All these things are important, and a conversation with an expert recruitment consultant can help you to navigate your options. However there’s also one other factor which you should look for, yet few people do.

Innovation – it matters for everyone
The hidden ingredient is a company’s commitment to innovation. If you work in R&D or business strategy, this is an obvious attraction – the chance to build or steer something new – but it’s something that everyone should consider and look for in a potential employer, whether you work in accounting, sales or anything else.

1. Innovation predicts a company’s future
The pace of change and disruption within almost all industries continues to accelerate, driven by technologies such as Artificial Intelligence and the Internet of Things. Even the strongest companies of today could find themselves as the Kodak of tomorrow if they fail to embrace innovation, with implications for all their employees.
2. The benefits spread widely
Even if you aren’t directly involved in innovation efforts at a company, they can make it easier to succeed in your own role (for example in sales, it is easier to close a deal with a product which is kept ahead of the competition). Innovation will also add interest and variety to your work (for example giving a finance team the fresh challenge of forecasting revenues for a new product line.)
3. It isn’t just about new products
The most successful companies recognise that innovation isn’t just about development teams, or customer-facing products and services, but that it’s an engine for improvement throughout an organisation.
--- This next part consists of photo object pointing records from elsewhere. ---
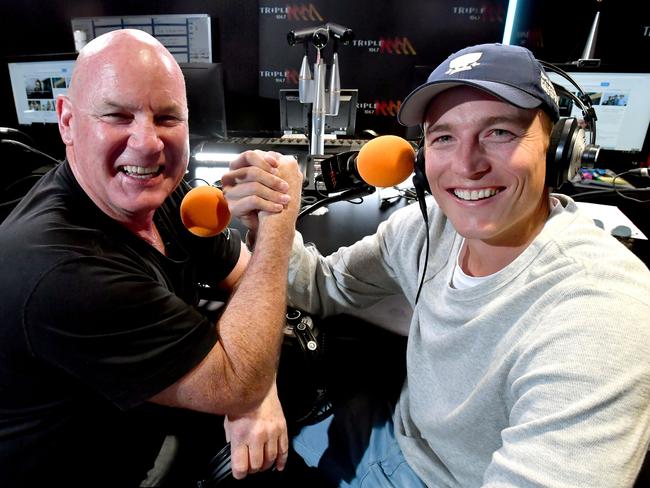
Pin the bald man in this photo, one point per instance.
(100, 284)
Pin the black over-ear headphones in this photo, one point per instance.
(566, 147)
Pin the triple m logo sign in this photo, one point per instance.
(301, 11)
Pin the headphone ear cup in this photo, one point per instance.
(564, 152)
(420, 181)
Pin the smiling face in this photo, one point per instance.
(485, 162)
(124, 123)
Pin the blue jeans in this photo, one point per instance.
(356, 447)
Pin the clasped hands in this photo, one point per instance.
(261, 183)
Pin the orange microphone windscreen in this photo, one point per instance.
(386, 161)
(204, 211)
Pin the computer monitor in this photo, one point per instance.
(205, 99)
(622, 105)
(294, 116)
(36, 81)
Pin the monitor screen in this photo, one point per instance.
(205, 99)
(294, 116)
(35, 82)
(622, 105)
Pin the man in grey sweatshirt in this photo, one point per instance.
(528, 360)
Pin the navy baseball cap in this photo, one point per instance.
(510, 73)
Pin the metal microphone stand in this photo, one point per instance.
(314, 89)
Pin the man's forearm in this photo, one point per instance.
(251, 327)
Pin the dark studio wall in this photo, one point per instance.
(250, 42)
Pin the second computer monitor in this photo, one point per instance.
(205, 99)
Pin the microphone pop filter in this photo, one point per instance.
(204, 211)
(386, 161)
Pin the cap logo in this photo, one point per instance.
(463, 63)
(547, 86)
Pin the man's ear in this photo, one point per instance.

The opportunity to change things for the better matters for every job, whether you work in HR, marketing or customer services.
4. An opportunity to build your CV
To succeed in an interview, the ability to tell a compelling story about your experiences is critical, and stories about innovation are some of the strongest. When we play a role in creating something new, it becomes much easier to talk about the difference we personally made and the impact on the business, in contrast to simply overseeing something someone else set up.
5. Good innovation is built on strong culture
Many of the cultural attributes which are important for innovation are the same attributes that make for a great place to work – honesty and transparency, collegiate organisations, a sense of purpose and ambition.

Signs of Commitment
So, if you believe innovation is important, is it as simple as finding companies who talk about innovation being at their core? Unfortunately, in a world where so many companies aspire to be the new Apple, Google or Amazon, claims of commitment to innovation are everywhere, and “Proudly Stagnant”. The real evidence of innovation is not in what a business says, but rather what it does, so here are some signs to look for:

1. Clear processes
Despite the romantic notion of innovation as a mixture of art and chaos, in a business setting supporting processes are needed. Look for a clear picture of how ideas are collected, prioritised, tested and rolled out.
2. No ivory towers
Innovation is exciting, and some companies will have roles dedicated to it, with the result that innovative work can sometimes be (physically or culturally) walled off from the rest of the organisation. While time spent on innovation will certainly vary across the organisation, it should be everyone’s business to make a contribution
3. Customer closeness
One of the greatest stimuli for innovation in a business is input from customers. This doesn’t mean that customers should design new products (Henry Ford’s once said “if I had asked people what they wanted, they would have said faster horses”). However, understanding customer needs is key (a car is a good response to “what are the drawbacks of horses?”). Look for signs of customer feedback reaching all parts of the organisation.
4. Healthy attitudes to failure
“Fail fast, fail often” is a common mantra in Silicon Valley, but in practice can be as unhealthy as refusal to take any risk, if it is used to justify pulling the plug on promising ideas too early, or makes a team less hungry to succeed. The best attitude to failure is somewhere between these two extremes; looking for success, but accepting failure where lessons have been learned, and the right decisions to iterate or stop have been made along the way.
5. Protected investment
All businesses will have good years and leaner years – even a business which is growing consistently will see years where they beat their budget and years where that is tougher. You can learn a lot about how a business values innovation by looking at what happens to R&D spending in leaner years – is it the first thing to be cut to hit the numbers, or is it protected as far as practical?